NorPIP – The Northamptonshire Parent Infant Project – was founded by Andrea in September last year.

Its team include: clinical psychologists and parent-infant therapists with experience and specialist interests in attachment theory and interventions, mother and baby mental health and working with complex families from all walks of life.

Based in Towcester, it is hoped the service will roll out to centres across the county in the next three years.

Andrea said: “Like its sister charity, OXPIP, it will tackle some of society’s most challenging issues. We know there is a desperate need to address the broken elements within our society. I really think that psychotherapy has the power to change our society for the better.

“NorPIP will offer intensive therapeutic counselling to parents and their babies in Northamptonshire.

“We are in the early stages in Northamptonshire and most of our referrals have been from social services, with mums who have often got complex problems, but my experience of OXPIP shows that over a period of time we will achieve 25 per cent of self-referrals, and 50 per cent being referred by health professionals.

“At OXPIP we see an average 300 families a year and hope to get to that level in Northamptonshire. We hope to set up seven satellite centres throughout the county, and eventually we would like this to be a service that is provided across the county.

FUNDING

“The idea is PIPs will be provided with co-funding from local authorities, and would be locally run and locally focused to meet the needs of local communities.

“It is a social enterprise, which will have contracts for services and achieve 50 per cent of its funding through grants and donations.”
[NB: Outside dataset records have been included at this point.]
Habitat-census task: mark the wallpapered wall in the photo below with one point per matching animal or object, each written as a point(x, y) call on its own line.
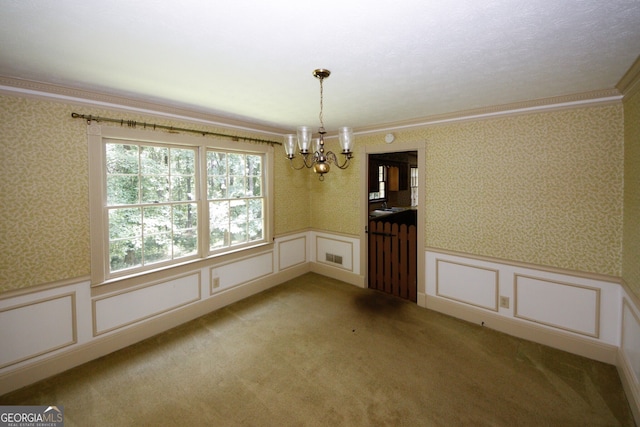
point(544, 188)
point(631, 246)
point(44, 201)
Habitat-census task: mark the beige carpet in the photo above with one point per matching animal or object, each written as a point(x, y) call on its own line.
point(318, 352)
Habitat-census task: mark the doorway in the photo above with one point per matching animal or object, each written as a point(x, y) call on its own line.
point(392, 223)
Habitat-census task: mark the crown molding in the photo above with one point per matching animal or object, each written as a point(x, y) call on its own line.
point(49, 91)
point(630, 82)
point(84, 97)
point(584, 99)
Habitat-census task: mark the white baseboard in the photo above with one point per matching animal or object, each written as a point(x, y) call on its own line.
point(338, 274)
point(629, 384)
point(529, 331)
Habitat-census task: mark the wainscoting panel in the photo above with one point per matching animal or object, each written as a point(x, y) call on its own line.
point(241, 271)
point(35, 328)
point(631, 339)
point(131, 306)
point(572, 307)
point(467, 283)
point(292, 252)
point(543, 303)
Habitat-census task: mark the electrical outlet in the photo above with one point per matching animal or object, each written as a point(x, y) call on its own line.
point(504, 302)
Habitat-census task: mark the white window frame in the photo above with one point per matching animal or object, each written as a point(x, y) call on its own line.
point(97, 135)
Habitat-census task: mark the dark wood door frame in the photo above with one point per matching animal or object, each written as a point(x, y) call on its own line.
point(420, 148)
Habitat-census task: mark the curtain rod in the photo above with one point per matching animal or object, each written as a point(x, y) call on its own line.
point(133, 124)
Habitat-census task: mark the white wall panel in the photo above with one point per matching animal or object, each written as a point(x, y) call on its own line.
point(115, 311)
point(568, 306)
point(35, 328)
point(292, 252)
point(466, 283)
point(631, 339)
point(242, 271)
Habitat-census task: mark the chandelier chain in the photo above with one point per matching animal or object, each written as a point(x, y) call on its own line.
point(321, 106)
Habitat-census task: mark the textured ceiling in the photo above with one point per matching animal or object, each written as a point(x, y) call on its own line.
point(391, 61)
Extensive research into the potential effectiveness on organisations like OXPIP and NorPIP has been carried out by The University of Northampton.
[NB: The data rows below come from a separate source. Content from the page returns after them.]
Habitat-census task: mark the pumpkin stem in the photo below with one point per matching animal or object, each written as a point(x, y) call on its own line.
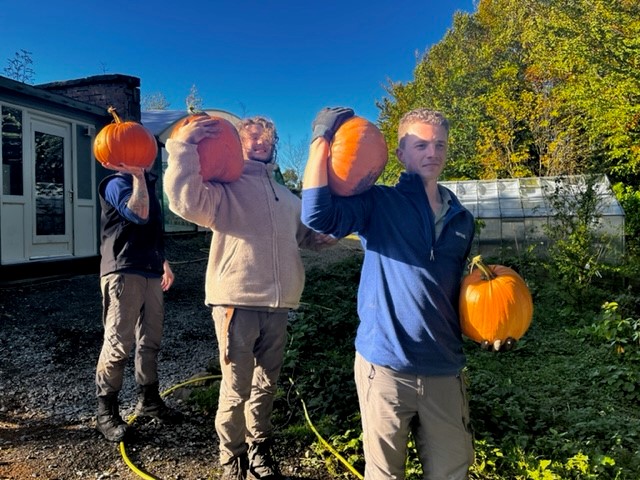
point(112, 111)
point(191, 108)
point(487, 273)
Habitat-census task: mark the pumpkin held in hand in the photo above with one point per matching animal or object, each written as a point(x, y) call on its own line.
point(495, 304)
point(357, 158)
point(127, 143)
point(221, 157)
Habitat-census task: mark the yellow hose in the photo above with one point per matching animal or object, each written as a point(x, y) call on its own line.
point(131, 419)
point(324, 442)
point(147, 476)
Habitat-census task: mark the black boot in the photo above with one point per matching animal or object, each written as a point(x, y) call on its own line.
point(108, 421)
point(150, 404)
point(261, 463)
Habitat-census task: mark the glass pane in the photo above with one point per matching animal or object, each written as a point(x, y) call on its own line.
point(84, 187)
point(12, 180)
point(49, 184)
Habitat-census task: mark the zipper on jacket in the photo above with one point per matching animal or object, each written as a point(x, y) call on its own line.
point(269, 179)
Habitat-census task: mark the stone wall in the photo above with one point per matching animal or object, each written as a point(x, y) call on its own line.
point(119, 91)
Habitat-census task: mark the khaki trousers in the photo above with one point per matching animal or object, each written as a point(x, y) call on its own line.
point(132, 314)
point(252, 342)
point(434, 409)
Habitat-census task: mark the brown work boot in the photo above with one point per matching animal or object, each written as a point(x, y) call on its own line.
point(108, 420)
point(150, 404)
point(261, 463)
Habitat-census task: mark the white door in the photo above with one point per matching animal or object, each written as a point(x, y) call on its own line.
point(51, 190)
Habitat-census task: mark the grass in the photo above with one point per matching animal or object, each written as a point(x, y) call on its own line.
point(563, 404)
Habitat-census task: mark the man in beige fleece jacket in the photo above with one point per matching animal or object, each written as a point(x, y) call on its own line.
point(254, 276)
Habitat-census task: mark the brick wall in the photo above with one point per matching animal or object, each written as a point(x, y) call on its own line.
point(119, 91)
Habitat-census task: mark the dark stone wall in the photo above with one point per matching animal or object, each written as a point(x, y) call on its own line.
point(119, 91)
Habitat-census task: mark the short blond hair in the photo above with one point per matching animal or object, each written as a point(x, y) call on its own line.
point(421, 115)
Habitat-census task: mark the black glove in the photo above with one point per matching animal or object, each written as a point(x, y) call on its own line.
point(328, 121)
point(508, 344)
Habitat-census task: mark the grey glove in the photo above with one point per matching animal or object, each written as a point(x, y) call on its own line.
point(328, 121)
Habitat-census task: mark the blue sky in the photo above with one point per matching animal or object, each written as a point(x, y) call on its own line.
point(284, 59)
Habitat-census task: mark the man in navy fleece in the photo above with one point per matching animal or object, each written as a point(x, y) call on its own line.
point(409, 359)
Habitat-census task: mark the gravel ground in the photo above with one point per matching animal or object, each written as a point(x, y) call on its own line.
point(50, 338)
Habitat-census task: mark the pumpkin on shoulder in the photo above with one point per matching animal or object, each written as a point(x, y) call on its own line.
point(220, 157)
point(127, 143)
point(357, 158)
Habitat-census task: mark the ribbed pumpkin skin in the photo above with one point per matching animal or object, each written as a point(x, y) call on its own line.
point(221, 158)
point(128, 143)
point(358, 157)
point(497, 308)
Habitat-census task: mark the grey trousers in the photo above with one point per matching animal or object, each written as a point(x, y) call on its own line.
point(251, 346)
point(132, 314)
point(434, 409)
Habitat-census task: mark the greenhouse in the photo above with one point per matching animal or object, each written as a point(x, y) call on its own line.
point(514, 213)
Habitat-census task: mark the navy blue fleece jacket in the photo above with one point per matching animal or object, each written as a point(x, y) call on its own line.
point(410, 282)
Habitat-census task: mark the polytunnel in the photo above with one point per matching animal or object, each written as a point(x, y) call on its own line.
point(513, 212)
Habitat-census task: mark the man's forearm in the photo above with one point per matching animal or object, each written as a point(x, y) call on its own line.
point(315, 173)
point(139, 201)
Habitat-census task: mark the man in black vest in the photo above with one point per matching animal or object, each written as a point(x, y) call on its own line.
point(134, 273)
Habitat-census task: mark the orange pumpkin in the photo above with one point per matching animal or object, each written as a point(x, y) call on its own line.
point(127, 143)
point(221, 157)
point(357, 158)
point(495, 304)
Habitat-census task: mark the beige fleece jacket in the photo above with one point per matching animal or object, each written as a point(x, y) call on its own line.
point(254, 260)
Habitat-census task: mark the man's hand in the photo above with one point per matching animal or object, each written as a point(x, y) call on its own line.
point(328, 121)
point(198, 128)
point(167, 277)
point(135, 171)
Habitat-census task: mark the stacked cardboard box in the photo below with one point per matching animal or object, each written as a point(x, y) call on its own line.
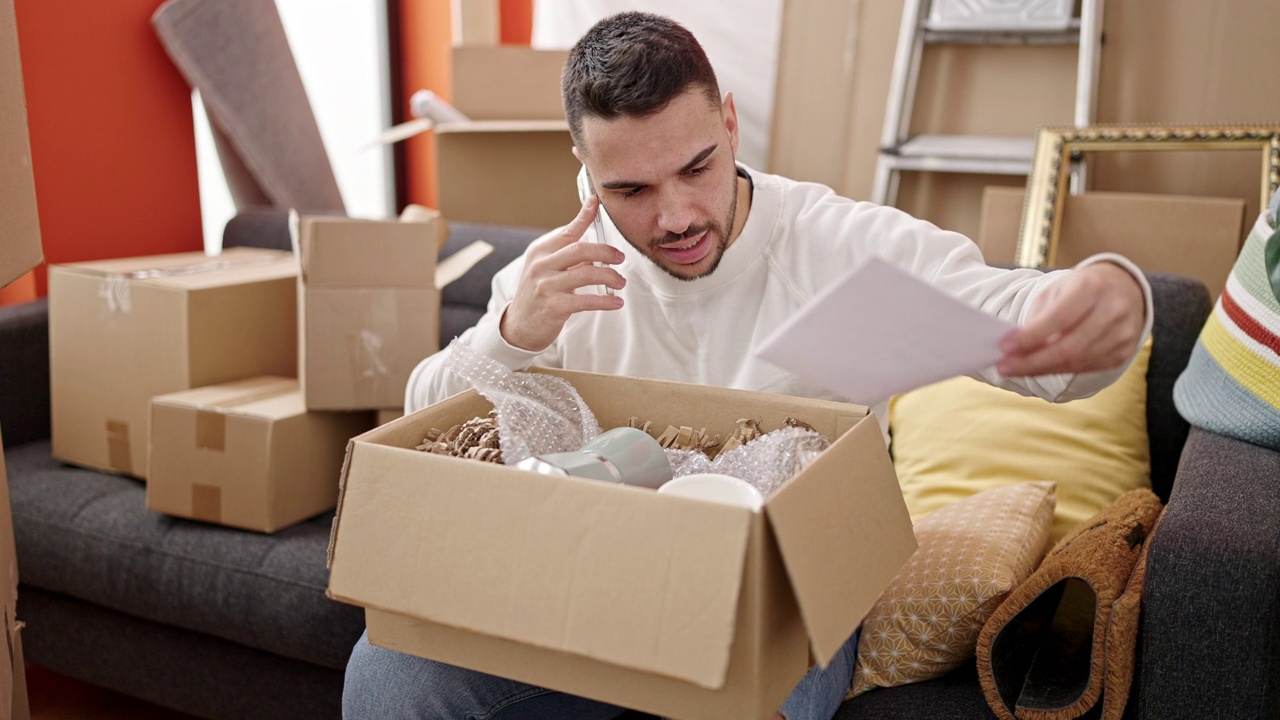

Simon Denny, social enterprise development director, at The University said: “We were asked to do some research on how effective programs such as NorPIP really are by Andrea. After we first met up in June 2011, we looked at evidence from around the world, predominantly from the UK, USA and New Zealand.
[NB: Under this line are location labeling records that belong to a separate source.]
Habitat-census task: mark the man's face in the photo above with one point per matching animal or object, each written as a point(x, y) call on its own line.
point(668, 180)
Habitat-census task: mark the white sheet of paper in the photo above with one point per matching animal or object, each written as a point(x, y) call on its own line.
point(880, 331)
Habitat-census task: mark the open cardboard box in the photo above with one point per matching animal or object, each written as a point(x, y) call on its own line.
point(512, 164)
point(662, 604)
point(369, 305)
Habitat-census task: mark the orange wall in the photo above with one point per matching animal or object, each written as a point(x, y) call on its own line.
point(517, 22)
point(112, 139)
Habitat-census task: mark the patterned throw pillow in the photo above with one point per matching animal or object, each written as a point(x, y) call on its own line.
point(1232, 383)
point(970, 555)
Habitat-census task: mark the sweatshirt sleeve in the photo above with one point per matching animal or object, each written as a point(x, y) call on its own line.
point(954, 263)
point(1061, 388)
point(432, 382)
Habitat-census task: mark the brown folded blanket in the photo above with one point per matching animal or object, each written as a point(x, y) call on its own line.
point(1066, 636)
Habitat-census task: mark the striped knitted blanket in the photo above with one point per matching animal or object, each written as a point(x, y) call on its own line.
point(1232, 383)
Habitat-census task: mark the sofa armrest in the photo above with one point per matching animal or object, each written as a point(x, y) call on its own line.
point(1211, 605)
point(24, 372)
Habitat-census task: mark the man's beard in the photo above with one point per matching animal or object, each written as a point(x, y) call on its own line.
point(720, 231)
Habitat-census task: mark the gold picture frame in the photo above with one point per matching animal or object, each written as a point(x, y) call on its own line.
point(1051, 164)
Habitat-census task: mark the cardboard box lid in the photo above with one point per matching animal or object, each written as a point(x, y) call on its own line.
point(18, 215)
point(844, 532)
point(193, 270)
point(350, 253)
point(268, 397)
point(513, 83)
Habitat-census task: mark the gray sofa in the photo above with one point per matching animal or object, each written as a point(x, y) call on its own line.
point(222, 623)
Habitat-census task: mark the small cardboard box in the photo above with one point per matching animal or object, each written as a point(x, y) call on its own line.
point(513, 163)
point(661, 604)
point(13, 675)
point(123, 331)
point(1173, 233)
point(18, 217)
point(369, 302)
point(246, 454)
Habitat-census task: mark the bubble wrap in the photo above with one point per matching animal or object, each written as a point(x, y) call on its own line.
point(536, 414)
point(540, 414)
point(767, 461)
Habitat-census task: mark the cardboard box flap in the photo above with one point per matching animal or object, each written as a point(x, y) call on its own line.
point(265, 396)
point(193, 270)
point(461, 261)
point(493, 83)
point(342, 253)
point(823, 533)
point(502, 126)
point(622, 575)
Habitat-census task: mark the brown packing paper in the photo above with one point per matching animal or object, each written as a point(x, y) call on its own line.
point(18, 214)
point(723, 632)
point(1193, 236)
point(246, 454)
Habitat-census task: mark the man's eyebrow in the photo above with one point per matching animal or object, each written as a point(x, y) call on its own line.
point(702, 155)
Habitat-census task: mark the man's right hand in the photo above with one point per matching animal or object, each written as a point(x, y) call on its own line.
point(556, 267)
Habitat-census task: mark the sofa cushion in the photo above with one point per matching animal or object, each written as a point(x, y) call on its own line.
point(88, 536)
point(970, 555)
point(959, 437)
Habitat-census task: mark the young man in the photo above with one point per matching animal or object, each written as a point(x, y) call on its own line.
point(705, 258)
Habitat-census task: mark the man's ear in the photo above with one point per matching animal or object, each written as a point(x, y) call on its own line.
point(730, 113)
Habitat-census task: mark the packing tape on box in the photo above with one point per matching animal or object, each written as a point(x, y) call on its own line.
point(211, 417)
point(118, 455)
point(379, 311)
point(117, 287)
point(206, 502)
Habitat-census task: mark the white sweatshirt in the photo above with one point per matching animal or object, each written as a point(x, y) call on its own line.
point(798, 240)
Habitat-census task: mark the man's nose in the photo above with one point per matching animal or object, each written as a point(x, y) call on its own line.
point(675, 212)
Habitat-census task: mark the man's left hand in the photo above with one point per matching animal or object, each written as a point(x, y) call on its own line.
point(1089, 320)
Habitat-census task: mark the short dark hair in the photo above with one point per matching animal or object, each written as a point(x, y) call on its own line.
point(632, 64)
“The evidence very strongly suggested that long term changes in behaviour come as a result of interactions between the parent and the baby.

“The penalties of not supporting parents with things like PIPs is a major problem.

“A child who has a rotten start in life is more likely to have a rotten life.

“I’m not saying all children who have bad relationships with their mums will end up in jail but what I am saying is those who end up in care homes, etc, that there is some evidence that in those cases where the parent really wants to make a change to the relationship with the child then the work that NorPIP does can be vital to society.”